US Green Card Application Policy Changes

Adjustment of Status is a Matter of Discretion and “Administrative Grace”

Guberman//Appleby Immigration Update: May 2026

Welcome to the Guberman // Appleby Immigration Update. We hope you find the information provided relevant to your immigration needs. Our objective is to highlight recent updates in immigration that are of interest to our readers. If you have questions about how these changes impact you, we invite you to contact our US immigration lawyers for tailored guidance.

Today’s topic:

Adjustment of Status is a Matter of Discretion and “Administrative Grace”

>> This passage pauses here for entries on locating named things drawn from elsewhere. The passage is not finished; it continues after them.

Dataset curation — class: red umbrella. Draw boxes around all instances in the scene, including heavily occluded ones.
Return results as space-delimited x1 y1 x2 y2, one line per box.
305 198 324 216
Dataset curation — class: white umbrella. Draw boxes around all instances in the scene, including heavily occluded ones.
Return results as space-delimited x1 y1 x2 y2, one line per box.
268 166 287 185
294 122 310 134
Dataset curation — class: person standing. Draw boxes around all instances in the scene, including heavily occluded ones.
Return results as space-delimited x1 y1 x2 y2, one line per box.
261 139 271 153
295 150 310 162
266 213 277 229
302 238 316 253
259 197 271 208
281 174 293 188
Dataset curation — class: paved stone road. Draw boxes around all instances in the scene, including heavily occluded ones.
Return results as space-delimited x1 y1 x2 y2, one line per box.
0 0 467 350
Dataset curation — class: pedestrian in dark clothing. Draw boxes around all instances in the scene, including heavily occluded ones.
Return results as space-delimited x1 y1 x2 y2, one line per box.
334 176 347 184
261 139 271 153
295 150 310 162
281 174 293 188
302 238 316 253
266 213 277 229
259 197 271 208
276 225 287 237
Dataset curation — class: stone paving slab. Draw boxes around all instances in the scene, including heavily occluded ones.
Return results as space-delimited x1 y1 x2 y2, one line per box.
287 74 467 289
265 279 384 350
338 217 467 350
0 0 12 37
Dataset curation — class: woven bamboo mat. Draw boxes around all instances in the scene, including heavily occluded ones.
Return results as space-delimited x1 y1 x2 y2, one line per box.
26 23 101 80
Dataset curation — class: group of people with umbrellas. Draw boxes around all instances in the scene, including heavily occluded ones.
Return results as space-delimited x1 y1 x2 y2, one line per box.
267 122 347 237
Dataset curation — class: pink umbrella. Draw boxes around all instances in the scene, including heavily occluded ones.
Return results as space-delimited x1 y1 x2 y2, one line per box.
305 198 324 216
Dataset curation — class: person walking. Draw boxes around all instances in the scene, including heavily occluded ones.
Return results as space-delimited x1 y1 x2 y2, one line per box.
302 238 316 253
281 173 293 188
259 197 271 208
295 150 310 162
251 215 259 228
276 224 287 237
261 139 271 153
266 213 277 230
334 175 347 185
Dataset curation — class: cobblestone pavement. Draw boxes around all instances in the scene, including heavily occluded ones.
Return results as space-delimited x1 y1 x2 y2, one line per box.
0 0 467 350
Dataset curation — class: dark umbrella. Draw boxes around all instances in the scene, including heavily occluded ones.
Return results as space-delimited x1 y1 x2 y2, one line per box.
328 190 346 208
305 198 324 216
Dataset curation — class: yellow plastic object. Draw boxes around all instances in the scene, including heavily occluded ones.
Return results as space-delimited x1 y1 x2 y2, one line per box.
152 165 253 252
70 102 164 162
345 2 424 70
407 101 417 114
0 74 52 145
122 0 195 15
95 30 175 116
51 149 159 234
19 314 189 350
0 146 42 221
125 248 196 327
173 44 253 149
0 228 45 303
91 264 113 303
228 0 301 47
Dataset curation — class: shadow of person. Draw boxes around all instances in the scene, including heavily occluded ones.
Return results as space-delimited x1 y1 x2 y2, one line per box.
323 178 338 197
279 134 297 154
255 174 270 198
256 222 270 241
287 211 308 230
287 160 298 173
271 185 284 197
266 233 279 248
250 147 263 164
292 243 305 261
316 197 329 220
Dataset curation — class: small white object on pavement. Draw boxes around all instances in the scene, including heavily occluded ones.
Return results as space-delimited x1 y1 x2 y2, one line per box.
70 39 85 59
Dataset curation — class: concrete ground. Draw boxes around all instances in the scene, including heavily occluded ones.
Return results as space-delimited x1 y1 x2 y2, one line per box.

On May 21, 2026, the US Citizenship and Immigration Services (USCIS) released a policy memorandum (PM-602-0199) claiming that adjustment of status (AOS) under section 245 of the Immigration and Nationality Act (INA) is a matter of discretion and administrative grace, placing a significant burden on anyone applying for a green card while in the US. Typically, there are two main application methods for permanent residence (a “green card”): adjustment of status, which is obtaining permanent residence while in the US, and consular processing, which is obtaining permanent residence after an interview at a US embassy or consulate abroad.

Under the new policy memo, people applying for permanent residence inside the US will face a new level of scrutiny as USCIS redefines its use of discretion in approving these applications. Obtaining permanent residence generally requires a favorable exercise of discretion by USCIS; in the past, USCIS exercised their discretion favorably when applicants met the eligibility criteria and had no significant adverse factors such as criminal convictions. Typically, overstaying a visa while pursuing permanent residence was not considered a major adverse factor, particularly in family-based cases.

Now, applicants for permanent residence who overstay the terms of their status will be tagged with the significant negative factor of “violation of immigration laws” that may be difficult to overcome.

Applicants who are maintaining lawful status such as a visitor, work, or other temporary status may also be affected. Currently, roughly half of permanent residence applications are processed inside the US, and half are processed through the consulates. Both are already slow processes. If the consular workload nearly doubles, applicants could face extremely long wait times and may face difficulty in maintaining non-immigrant status throughout the wait. This could force applicants to leave the US to await consular processing abroad and be separated from their US family or businesses in the process.

There are various considerations for those with pending AOS cases. Leaving the US while a green card application is pending is considered abandonment of the process for most applicants, unless they previously obtain permission. Additionally, people who were born in or are citizens of travel ban countries who were not impacted by the bar inside the US may be barred from returning to the US once they leave. Also, those who have overstayed their visa or status in the US may face multi-year bars on re-entry once they depart.

It remains to be seen how exactly this policy memo will be applied, and it will certainly be challenged in court.

Guberman//Appleby Immigration Lawyers will continue to monitor the situation carefully. If you have questions about how this affects your case or your future US immigration plans, please reach out for a consultation with one of our experienced US immigration lawyers. Please note: This blog post is for informational purposes only and does not constitute legal advice.

Have questions about a pending green card or adjustment of status application?

Speak with a U.S. immigration lawyer at Guberman // Appleby Immigration Lawyers. Our team can help you understand how recent USCIS policy changes may affect your options, timing, and next steps.

Contact Guberman // Appleby Immigration Lawyers


Frequently Asked Questions

What is adjustment of status?
Adjustment of status is the process of applying for permanent residence from inside the United States rather than completing the process through a US embassy or consulate abroad.

Can USCIS deny a green card application even if someone is eligible?
Yes. Even when an applicant appears to meet the basic eligibility requirements, USCIS may still review whether the application deserves a favorable exercise of discretion.

What does administrative grace mean in a green card application?
Administrative grace refers to the discretionary nature of certain immigration benefits, meaning approval is not automatic simply because an applicant meets the technical requirements.

Can someone leave the U.S. while an adjustment of status application is pending?
In many cases, leaving the United States while an adjustment of status application is pending may be treated as abandonment of the application unless the applicant has first received permission to travel.

Should applicants consider consular processing instead of adjustment of status?
Some applicants may need to review whether consular processing is a better option, but that decision depends on their immigration history, current status, family or business ties, and possible risks when leaving the United States.